Неожиданно мы услышали музыку и вскоре поняли, что это дагестанский национальный марш. Под его бодрые, победные звуки приближался головной отряд национал-патриотов под предводительством Алтая и Мохамы. Я поспешил им навстречу, чтобы поздороваться, в то время как траурное шествие продолжало медленно двигаться сзади. «Кого вы несете хоронить?» — спросил Алтай. Я сказал, что это Махач, зная, что произнес имя его злейшего врага. «Что? Махач? — воскликнул Алтай.— Хоронят Махача, и никто больше не сопровождает его? А где же остальные?» С этими словами он приказал своим конникам спешиться. Затем Алтай и Мохама отдали последние воинские почести покойному и прочитали заупокойную молитву — «Аль-фатиха». После этого они сели на коней и направились в город, а мы двинулись к кладбищу. Благородство Алтая наполнило мое сердце гордостью.
Вернувшись после похорон домой, я застал у себя в комнате студента Казибекова, своего бывшего школьного знакомого, который был народным комиссаром при Махаче. Он пришел, чтобы найти у меня защиту, так как мой родственник Алтай приказал расстрелять его. Он настоятельно просил меня укрыть его где-нибудь. Это была очень неприятная неожиданность! Будь я во время его визита дома, я мог бы его не впустить. Но тут, когда он уже оказался в моем доме, я не мог дать ему погибнуть и пообещал свою помощь. Четыре ночи он провел у меня. В один из дней, к моему ужасу, пришел Алтай, чтобы навестить меня, и я вынужден был спрятать Казибекова за ковром. Моя тайна ужасно угнетала меня, я лишился покоя и так похудел, что все стали спрашивать, не болит ли у меня что-нибудь, и почему я среди всеобщего веселья такой печальный. Все это дело не доставляло мне удовольствия еще и потому, что этот Казибеков мне вообще никогда не нравился, и я не был ему ничем обязан. Но он, как только ему понадобилось, вспомнил о старинном обычае, по которому жизнь гостя для хозяина священна. Теперь никуда не денешься, я был связан данным мною обещанием!
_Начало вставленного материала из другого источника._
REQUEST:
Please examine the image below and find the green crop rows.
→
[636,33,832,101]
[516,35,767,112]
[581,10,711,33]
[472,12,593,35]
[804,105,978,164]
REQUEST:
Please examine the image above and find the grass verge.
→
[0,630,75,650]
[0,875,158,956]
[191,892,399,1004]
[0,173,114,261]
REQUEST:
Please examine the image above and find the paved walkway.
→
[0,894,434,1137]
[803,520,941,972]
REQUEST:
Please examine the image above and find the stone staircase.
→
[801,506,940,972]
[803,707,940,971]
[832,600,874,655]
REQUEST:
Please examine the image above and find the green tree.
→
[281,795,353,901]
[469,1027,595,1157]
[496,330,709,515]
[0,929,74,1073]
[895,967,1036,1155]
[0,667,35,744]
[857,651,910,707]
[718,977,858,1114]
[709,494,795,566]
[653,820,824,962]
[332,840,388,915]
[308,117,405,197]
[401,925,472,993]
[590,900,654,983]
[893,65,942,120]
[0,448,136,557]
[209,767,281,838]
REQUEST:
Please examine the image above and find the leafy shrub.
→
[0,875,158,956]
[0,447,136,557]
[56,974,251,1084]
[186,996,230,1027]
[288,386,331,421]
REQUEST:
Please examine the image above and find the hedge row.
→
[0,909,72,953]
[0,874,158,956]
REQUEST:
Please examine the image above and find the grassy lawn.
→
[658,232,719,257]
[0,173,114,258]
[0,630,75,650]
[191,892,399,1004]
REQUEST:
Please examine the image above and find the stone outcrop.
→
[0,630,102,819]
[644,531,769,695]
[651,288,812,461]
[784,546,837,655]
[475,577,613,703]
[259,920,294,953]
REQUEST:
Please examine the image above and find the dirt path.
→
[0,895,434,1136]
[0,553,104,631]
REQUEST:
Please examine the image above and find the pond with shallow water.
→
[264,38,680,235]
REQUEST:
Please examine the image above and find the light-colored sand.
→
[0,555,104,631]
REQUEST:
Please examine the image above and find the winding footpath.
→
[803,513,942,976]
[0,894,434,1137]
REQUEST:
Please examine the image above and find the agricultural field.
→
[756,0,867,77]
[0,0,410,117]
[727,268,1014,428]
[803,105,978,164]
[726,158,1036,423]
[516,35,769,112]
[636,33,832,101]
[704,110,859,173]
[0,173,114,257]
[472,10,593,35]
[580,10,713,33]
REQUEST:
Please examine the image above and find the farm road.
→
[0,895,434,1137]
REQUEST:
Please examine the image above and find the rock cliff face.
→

Однако это не могло продолжаться долго, и я заказал, наконец, носильщика с базара, купил у него его одежду и дал одеть Казибекову. Затем, наклеив ему рыжую бороду и загримировав, я благословил его в дорогу. Он сначала спокойно шел по главной, очень людной улице, потом вышел за пределы города и так продолжил свой путь до Дербента. После этого я почувствовал облегчение и свободу, и у меня сразу поднялось настроение. Но никто не может избежать своей судьбы. Вот и Казибекова, в конце концов, все же расстреляли.
Лишь много лет спустя в Самсуне {77} я решился рассказать брату Мохама об этом случае, и он осудил мое легкомыслие, которое могло навлечь на меня беду. И я не мог тут не сослаться на наши древние обычаи, которые так гордо и достойно продолжают жить и в наше новое, смутное время.